I’ve often spoken about my depression on my blog, but I’ve been hesitant to speak about another one of my demons…that is my relationship with food.

I believe the problems my father and sister have with alcohol, translate into problems with food for me.  Unlike alcohol, one can’t abstain from food.

My relationship with food has always been odd.  I was very picky as a child, which meant sometimes I wouldn’t eat much.  But since it was my genetic destiny to be one of the tallest kids, at least into my teens, and go through puberty fairly early…the not eating much didn’t work too well.  My mom used to pack crappy lunches….maybe I was a brat but I wasn’t going to eat a warm salami sandwich.

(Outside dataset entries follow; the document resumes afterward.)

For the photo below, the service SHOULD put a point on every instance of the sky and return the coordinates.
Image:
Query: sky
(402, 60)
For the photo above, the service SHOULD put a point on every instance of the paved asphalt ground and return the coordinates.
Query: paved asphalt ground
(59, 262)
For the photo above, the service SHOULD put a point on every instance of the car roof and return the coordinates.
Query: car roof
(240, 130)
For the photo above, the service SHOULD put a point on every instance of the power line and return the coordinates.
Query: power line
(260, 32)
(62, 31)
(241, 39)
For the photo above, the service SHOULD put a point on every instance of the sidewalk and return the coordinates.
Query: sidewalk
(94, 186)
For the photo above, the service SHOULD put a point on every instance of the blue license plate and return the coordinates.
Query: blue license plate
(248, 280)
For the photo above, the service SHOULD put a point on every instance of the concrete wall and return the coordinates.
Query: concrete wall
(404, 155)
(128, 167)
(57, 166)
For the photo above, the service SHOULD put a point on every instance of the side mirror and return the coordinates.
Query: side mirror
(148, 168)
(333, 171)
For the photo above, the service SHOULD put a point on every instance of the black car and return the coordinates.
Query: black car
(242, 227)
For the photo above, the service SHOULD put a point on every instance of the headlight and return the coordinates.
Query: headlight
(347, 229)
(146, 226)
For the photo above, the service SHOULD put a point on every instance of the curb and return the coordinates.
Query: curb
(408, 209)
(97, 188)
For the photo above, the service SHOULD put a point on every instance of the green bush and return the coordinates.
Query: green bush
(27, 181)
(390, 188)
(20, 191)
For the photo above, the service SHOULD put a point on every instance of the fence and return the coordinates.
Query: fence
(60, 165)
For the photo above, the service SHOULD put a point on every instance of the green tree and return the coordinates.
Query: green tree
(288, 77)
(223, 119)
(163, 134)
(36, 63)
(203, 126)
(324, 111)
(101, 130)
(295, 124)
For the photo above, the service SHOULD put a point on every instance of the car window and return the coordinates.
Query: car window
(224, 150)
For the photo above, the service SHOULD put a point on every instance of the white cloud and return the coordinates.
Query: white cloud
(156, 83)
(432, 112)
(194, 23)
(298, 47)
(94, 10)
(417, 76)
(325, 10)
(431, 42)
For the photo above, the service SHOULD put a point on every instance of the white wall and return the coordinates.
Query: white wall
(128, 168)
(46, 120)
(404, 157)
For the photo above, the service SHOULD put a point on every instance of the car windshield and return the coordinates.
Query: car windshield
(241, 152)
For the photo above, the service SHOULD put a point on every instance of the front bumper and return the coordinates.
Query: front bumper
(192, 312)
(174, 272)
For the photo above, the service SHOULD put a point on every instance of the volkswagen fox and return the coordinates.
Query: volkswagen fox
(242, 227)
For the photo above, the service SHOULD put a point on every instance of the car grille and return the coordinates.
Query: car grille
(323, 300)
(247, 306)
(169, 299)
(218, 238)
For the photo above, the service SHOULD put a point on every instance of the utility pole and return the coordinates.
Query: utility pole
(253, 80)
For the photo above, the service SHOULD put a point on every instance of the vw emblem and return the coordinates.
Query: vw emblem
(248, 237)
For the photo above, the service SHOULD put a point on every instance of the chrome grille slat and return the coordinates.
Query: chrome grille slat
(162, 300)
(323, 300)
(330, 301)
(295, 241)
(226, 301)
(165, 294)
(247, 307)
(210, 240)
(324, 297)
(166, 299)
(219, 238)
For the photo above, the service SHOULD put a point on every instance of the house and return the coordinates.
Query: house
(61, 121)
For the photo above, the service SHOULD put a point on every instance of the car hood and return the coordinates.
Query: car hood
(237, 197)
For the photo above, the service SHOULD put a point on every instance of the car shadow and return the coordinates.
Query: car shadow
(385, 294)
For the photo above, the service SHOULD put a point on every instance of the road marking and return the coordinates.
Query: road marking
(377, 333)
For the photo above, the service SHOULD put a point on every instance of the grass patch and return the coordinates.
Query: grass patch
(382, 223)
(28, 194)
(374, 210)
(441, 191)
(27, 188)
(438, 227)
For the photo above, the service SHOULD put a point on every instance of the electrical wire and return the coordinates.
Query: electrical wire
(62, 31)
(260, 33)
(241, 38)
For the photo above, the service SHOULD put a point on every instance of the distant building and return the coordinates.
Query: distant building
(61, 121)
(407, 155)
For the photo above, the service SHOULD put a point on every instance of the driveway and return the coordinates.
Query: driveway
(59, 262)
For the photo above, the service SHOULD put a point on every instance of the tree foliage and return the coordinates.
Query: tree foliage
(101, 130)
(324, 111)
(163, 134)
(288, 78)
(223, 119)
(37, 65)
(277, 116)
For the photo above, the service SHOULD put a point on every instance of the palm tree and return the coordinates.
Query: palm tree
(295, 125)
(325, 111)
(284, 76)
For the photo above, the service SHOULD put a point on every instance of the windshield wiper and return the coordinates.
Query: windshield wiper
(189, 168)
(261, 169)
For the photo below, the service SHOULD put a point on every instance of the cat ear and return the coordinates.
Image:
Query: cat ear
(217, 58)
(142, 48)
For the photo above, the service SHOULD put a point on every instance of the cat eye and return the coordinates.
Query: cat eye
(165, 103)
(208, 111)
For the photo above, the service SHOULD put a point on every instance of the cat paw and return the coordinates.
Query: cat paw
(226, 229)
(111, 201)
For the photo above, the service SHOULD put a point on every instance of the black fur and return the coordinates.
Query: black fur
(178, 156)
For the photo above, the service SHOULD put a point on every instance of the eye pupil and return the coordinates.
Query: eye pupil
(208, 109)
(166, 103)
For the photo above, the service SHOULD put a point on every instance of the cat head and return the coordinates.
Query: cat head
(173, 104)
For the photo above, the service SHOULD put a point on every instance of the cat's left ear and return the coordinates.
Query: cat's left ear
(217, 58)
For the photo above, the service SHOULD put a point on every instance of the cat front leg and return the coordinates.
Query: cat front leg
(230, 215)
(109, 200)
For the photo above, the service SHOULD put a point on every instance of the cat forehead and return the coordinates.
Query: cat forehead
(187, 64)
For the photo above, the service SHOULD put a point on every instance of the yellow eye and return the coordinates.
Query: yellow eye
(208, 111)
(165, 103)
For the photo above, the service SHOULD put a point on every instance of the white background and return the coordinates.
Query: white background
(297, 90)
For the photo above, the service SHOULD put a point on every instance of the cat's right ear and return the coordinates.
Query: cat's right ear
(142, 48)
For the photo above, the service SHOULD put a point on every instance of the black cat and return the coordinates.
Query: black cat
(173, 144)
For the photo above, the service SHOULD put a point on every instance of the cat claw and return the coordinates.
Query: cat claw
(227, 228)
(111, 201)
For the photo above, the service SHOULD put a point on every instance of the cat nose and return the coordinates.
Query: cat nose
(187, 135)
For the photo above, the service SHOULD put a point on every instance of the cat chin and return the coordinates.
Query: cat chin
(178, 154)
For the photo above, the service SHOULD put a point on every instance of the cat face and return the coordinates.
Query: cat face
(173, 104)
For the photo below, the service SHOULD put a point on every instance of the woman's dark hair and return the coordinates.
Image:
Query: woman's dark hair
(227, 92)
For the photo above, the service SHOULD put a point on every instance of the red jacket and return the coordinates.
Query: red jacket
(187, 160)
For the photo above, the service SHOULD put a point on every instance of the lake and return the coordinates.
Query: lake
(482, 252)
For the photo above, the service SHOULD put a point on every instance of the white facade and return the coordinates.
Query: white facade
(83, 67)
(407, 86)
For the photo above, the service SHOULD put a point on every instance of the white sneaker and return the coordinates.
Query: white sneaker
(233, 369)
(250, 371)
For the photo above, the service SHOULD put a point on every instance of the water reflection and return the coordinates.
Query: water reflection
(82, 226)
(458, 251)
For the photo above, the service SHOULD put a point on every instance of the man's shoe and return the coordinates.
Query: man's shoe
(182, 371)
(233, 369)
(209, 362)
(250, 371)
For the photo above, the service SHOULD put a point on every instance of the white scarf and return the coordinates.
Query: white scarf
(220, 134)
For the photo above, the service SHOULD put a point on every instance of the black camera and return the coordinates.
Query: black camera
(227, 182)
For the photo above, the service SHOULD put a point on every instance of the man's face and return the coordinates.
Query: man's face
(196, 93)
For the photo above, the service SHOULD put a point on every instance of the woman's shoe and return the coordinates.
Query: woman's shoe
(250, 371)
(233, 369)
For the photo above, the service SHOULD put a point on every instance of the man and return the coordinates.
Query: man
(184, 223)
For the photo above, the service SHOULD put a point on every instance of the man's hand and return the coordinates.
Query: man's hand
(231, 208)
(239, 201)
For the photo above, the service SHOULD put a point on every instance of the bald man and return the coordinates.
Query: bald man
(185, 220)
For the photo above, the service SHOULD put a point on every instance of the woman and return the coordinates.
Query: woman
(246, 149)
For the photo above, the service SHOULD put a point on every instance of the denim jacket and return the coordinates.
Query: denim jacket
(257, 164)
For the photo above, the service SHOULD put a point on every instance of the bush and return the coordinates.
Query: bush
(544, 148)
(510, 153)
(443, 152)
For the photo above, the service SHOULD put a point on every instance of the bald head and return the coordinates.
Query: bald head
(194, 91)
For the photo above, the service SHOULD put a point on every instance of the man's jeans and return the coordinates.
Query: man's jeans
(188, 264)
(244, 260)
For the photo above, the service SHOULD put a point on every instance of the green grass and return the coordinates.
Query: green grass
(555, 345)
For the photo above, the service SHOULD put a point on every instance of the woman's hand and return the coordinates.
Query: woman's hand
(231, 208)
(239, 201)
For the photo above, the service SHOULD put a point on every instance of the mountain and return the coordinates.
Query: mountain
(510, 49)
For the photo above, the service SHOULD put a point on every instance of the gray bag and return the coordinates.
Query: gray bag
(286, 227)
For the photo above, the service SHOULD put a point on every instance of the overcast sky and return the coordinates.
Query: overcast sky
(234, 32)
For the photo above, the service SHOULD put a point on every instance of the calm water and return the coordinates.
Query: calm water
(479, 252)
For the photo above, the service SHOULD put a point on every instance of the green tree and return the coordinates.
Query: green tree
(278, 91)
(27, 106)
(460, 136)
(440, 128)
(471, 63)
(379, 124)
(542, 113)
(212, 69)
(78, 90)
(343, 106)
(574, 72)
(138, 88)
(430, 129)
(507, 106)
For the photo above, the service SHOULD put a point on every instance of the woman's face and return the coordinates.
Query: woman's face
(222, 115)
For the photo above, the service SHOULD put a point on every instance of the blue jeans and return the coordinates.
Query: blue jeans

When I went through puberty and at that point was ahead of my peers growth wise, my parents I guess decided they didn’t like how I looked.  So when I was 5’7″ and 135 I was put on my first diet.  So that didn’t help.  So sometimes I would start to sneak food when I was hungry.  At that point I think I started having anxiety about getting enough to eat.  My parents would buy certain foods and then I was told I was not allowed to eat them.  When I finished high school my parents had me believing I was fat.  At that point I was about 5’8″ and 140-145.  I had sort of a soft tummy…but very slender arms and legs.

I was active enough though that the start of some bad eating habits didn’t catch up with me until I was in my mid twenties.  The decreased activity level plus an increase in turning to food for comfort meant I gained some weight.

Since then I have always wrestled with my weight.  Eating numbs a certain side of me, a side that is more anxious and restless, with sometimes uncomfortable thoughts.  What a cigarette or a beer might do for someone else, a grilled cheese will do for me.

Not eating right is a demon.  A different sort of demons bubbles to the surface though when I am trying to be more careful with what I eat.  I might be a little more snappy.  I might have more ambitious thoughts going through my head..thoughts though I would likely never achieve.  There is some discomfort with my sexual side as well.  This one might be hard to explain.  Perhaps the times I have a little extra weight on me means I’m less likely to have to deal with uncomfortable situations with the opposite sex.   Things are fine within my marriage though.

My mood, depression wise, is great.  I’ve been trying to be better about exercise  and eating better.  If I could just keep the demons away, life would be great.